Eu estava muito influenciado pelas ideias arquitectónicas do Le Corbusier e de uma maneira geral às ideias do movimento moderno europeu. O Frank Lloyd Wright e os americanos estavam, para mim, um bocado afastados. E estávamos em plena 2ª Guerra Mundial. Aliás, o meu curso coincidiu exactamente com a 2ª grande Guerra: entrei para a Escola de Belas Artes – que ainda não era Superior – no dia 1 de Setembro de 1939 e quando a Guerra acabou em 1945, eu já estava na fase final do curso.
Nesse período consegui obter referências de obras do movimento modernista europeu, sobretudo da Suiça, que se “absteve” da guerra e continuou a produzir, ao contrário dos países envolvidos na guerra. E também da Suécia, onde o movimento moderno continuou a impor-se. Os países com governos fascistas no poder (Portugal incluído) sufocavam as obras do movimento moderno, tentando-nos impor a dita arquitectura nacional. Facto que, nós estudantes, contestávamos.
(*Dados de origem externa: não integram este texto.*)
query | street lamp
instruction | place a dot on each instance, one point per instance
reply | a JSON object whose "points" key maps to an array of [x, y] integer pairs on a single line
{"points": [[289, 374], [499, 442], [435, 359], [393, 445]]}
Havia um espírito de luta, de resistência. O nosso ideal era o modernismo e os nossos inimigos ou adversários era o poder português, onde se incluía o próprio director da Escola, o professor Agostinho da Silva – que fez o projecto da praça do Areeiro, entre outros. Isto fez-nos aprender a lutar, a resistir, a contrapor.
Depois, o congresso de 1948 (4), depois da guerra, foi importante para que estas posições se começassem a esbater. E daí que a maioria das minhas obras correspondam a um período em que já não havia tanta imposição em termos estilísticos da parte do Estado. De certa forma, tentei aproveitar este relativo período de abertura e através de debates, reuniões, sessões de esclarecimento, publicações de artigos em jornais, tentávamos levar a nossa opinião e influência até à praça pública.
NU: Por exemplo, no projecto para a igreja do Sagrado Coração de Jesus aqui em Lisboa, parece ter havido uma real reinterpretação do que é a religião, a Igreja, e do que ela poderá, ou poderia, ser. Ao furar o quarteirão com a igreja, diluindo-a na urbe em vez de a destacar como era habitual, e ao adicionar vários elementos programáticos que extravasavam a realidade e o meio algo fechado da igreja em si, parece querer introduzir um gesto algo crítico e prepositivo.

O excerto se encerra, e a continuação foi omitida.